In some embodiments, the method further comprises: manufacturing, based on the selecting, the first plurality of biological sequences or the second plurality of biological sequences.

In some embodiments, the model scores include at least one model score associated with each of the plurality of biological sequences. In some embodiments, the machine learning model includes a regression model, and the model scores include regression estimates associated with the plurality of biological sequences.

In some embodiments, generating the output using the statistical model, the plurality of biological sequences, and the model scores further comprises identifying, using the model scores, an estimate for at least one parameter of a probability distribution for the plurality of biological sequences. In some embodiments, generating the output using the statistical model, the plurality of biological sequences, and the model scores further comprises determining, for each of the plurality of biological sequences, a probability distribution. In some embodiments, determining the probability distribution for each of the plurality of biological sequences further comprises identifying estimates for parameters of the probability distribution for each of the plurality of biological sequences based on the model scores. In some embodiments, identifying parameters of the probability distribution for each of the plurality of biological sequences further comprises identifying means and variances for the model scores, each mean and each variance corresponding to one biological sequence of the plurality of biological sequences. In some embodiments, determining the probability for each of the plurality of biological sequences further comprises determining a posterior distribution for each of the plurality of biological sequences and identifying estimates for parameters of the posterior distribution for each of the plurality of biological sequences based on the model scores.

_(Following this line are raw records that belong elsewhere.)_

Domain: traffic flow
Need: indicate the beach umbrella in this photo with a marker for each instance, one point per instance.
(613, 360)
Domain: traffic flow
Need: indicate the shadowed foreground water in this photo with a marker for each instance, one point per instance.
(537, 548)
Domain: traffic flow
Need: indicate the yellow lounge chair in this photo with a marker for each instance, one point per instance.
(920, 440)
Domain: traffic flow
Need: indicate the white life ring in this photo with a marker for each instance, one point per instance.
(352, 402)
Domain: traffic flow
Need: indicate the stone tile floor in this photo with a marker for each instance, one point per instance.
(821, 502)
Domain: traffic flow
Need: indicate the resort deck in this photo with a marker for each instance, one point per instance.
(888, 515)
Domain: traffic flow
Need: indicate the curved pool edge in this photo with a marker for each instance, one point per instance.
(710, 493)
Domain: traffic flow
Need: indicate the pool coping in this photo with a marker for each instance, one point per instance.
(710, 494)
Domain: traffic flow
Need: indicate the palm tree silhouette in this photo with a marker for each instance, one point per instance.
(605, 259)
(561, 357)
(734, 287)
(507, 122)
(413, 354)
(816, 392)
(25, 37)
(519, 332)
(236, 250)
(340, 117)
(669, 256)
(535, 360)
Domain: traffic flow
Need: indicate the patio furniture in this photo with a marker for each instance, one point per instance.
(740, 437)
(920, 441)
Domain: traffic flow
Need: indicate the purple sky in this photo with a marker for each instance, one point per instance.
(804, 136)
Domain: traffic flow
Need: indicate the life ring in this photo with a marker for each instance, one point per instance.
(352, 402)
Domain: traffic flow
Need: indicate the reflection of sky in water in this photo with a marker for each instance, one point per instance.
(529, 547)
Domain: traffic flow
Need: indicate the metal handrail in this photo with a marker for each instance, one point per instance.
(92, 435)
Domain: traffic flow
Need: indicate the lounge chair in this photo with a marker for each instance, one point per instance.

In some embodiments, the statistical model comprises a multimodal model having a first mode and a second mode, and identifying estimates for parameters of the probability distribution for each of the plurality of biological sequences further comprises identifying a first set estimates for parameters associated with the first mode and a second set of estimates for parameters associated with the second mode. In some embodiments, the statistical model includes at least one Gaussian mixture model comprising the first mode and the second mode.

In some embodiments, the statistical model includes a first regression model trained on biological sequences and labels associated with the first mode and a second regression model trained on biological sequences and labels associated with the second mode, and wherein identifying estimates for parameters of the probability distribution further comprises using the first regression model to identify the first set of estimates for parameters associated with the first mode and using the second regression model to identify the second set of estimates for parameters associated with the second mode.

In some embodiments, generating the output indicating the predicted distribution of labels for the attribute of the plurality of biological sequences further comprises using the first set of estimates for parameters associated with the first mode to generate a predicted distribution of labels associated with the first mode and using the second set of estimates for parameters associated with the second mode to generate a predicted distribution of labels associated with the second mode.

In some embodiments, the statistical model includes a parameter relating to a sequence distance metric, and generating the output indicating the predicted distribution of labels further comprises using an estimate for the parameter relating to a sequence distance metric to adjust the predictions generated by the statistical model.

In some embodiments, the plurality of biological sequences comprises polypeptide sequences. In some embodiments, the plurality of biological sequences comprises sequences for dependoparvovirus capsid proteins. In some embodiments, the plurality of biological sequences comprises variants of a wildtype dependoparvovirus capsid protein. In some embodiments, the attribute is transduction efficiency for a target tissue type, and the labels comprise values of transduction efficiency for dependoparvovirus capsid proteins. In some embodiments, the attribute includes packaging efficiency, and the labels comprise values of packaging efficiency for the dependoparvovirus capsid proteins.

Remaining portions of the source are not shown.